We can also compute the p-value from this table:

R

chisq.test(simtable)

OUTPUT


	Pearson's Chi-squared test with Yates' continuity correction

data:  simtable
X-squared = 0.35651, df = 1, p-value = 0.5505

To see how the p-values behave, let’s run 2000 such simulations and report the p-value. For this, I use a for-loop around the above code.
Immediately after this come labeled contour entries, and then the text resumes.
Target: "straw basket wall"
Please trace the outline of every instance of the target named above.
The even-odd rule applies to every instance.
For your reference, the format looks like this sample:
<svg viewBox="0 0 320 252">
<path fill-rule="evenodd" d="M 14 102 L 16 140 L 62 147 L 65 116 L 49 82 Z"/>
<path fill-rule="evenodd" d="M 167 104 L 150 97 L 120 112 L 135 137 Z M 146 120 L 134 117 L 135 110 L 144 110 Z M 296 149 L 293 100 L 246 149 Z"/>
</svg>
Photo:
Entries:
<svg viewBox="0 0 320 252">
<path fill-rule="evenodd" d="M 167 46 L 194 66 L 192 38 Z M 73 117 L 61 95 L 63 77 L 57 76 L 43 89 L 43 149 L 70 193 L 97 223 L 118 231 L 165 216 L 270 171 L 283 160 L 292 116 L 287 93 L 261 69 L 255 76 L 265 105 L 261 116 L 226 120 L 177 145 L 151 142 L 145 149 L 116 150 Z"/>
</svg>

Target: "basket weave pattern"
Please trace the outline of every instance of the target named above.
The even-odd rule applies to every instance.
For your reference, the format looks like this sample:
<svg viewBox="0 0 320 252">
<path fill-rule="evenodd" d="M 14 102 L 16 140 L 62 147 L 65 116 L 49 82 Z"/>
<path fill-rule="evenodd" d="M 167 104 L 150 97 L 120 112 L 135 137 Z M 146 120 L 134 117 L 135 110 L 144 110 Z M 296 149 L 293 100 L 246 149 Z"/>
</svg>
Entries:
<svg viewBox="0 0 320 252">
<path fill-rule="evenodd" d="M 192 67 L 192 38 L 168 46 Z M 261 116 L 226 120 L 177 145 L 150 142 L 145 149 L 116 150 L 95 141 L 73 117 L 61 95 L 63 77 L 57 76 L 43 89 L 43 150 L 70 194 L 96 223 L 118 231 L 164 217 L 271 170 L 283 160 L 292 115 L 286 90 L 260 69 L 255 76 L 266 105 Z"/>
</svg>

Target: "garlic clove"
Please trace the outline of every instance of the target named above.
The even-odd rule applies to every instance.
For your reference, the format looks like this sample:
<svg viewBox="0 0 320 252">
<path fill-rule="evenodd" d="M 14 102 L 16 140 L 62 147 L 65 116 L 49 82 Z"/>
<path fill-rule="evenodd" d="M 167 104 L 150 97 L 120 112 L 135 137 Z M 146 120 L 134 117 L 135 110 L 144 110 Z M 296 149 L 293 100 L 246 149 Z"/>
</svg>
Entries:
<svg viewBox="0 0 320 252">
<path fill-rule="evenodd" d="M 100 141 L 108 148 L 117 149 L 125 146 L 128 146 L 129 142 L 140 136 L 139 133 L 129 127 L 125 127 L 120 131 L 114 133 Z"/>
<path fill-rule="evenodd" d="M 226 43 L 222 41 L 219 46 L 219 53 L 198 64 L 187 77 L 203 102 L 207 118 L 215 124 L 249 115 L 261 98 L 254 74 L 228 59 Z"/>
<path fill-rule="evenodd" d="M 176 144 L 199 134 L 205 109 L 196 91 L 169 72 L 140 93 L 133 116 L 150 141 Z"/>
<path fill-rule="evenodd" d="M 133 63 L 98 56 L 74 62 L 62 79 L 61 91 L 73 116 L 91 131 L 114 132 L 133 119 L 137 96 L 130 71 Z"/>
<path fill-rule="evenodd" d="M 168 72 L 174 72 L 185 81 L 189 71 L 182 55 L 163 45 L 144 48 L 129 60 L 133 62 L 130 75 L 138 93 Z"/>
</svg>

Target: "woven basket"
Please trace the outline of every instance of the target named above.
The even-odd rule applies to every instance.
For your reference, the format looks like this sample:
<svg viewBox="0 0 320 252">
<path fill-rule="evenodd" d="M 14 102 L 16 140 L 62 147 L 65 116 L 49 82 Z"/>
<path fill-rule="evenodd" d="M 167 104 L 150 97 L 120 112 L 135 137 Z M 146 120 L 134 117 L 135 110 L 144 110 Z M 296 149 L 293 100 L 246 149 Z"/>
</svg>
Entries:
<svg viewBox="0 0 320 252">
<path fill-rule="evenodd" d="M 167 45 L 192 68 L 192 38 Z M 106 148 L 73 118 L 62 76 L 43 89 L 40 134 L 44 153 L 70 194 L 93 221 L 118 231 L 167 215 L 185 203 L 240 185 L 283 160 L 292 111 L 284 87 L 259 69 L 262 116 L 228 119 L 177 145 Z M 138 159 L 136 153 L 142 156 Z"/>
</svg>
In each iteration of the loop, a contingency table under always the same assumptions is generated, and the p-value is stored in a variable calle p_vals.

R

set.seed(20)
N=2000
p_vals <- rep(NA,2000)

for(i in seq_along(p_vals)){ # as many iterations as p_vals is long
  cats_l <- rbinom(n=1, size=n,prob = 0.9)
  dogs_l <- n-cats_l
  cats_r <- rbinom(n=1, size=n,prob = 0.9)
  dogs_r <- n-cats_r
  
  p_vals[i] <- chisq.test(rbind(c(cats_l, dogs_l),
                    c(cats_r, dogs_r)))$p.value
}

As a result of the simulation, p_vals contains 2000 p-values under the assumption that the null hypothesis is true.

R

head(p_vals)

OUTPUT

[1] 1 1 1 1 1 1

What percentage of the p-values is smaller than \(0.05\)?

R

mean(p_vals<0.05, na.rm=TRUE)

OUTPUT

[1] 0.004515805

We can also make a histogram of all the p-values in the simulation:

R

data.frame(p_vals) %>% 
  ggplot(aes(x=p_vals))+
  geom_histogram()

In theory, the histogram should show a uniform distribution (the probability of getting a p-value \(<0.05\) is \(5\%\), the probability of getting a p-value \(<0.1\) is \(10\%\), and so on…). But here, instead, the p-values are discrete: They can only take certain values, because there’s only a limited number of options how 25 observations can fall into two categories (dogs/cats).

Since for small counts, the chances to get a p-value \(p<0.05\) are actually below 5% – and this holds also for other values of \(p\) which are not exactly \(0.05\) – we say that the Fisher test is conservative. It means that interpreting the discrete hypergeometric probabilities as continuous p-values will lead us to overestimated p-values. This also holds true when the null hypothesis is actually false, so we’re reducing our chances to run a significant test, even if there’s something to detect.

For a more detailed explanation, see An introduction to Categorical Data Analysis by Alan Agresti.

Now what?


The Fisher test is conservative, especially for low counts. The \(\chi^2\)-test doesn’t have this problem, but at the same time should not be applied to tables with low counts, because it might produce false positives (see the rule of thumb). So what should we do? There is not one commonly accepted answer to this. Some suggestions are:

  • Use Fisher’s exact test and accept that it can be conservative. In the end, low counts indicate a small amount of evidence anyways, and you might need to collect more data to detect or confirm an effect.
  • In Agresti’s book, you’ll find mid p-values and similar methods that aim at correcting the p-value for its discreteness.
  • You can use the \(\chi^2\)-test in conjunction with Yates continuity correction. It applies a correction on the \(\chi^2\) statistic for tables with low expected counts to avoid underestimating the p-value. This method is not perfect either, and can lead to over-correcting.

The important part is that you don’t choose the method based on the p-value it produces for your specific data set. The worst thing you can do is try 3 different methods, choose the one with the lowest p-value and report this one. This is a form of p-value hacking called method hacking and increases your chances to produce false positive results. If your test comes out significant in only one of the tests you tried, be honest and report all of them, or otherwise investigate further, for example by collecting more data.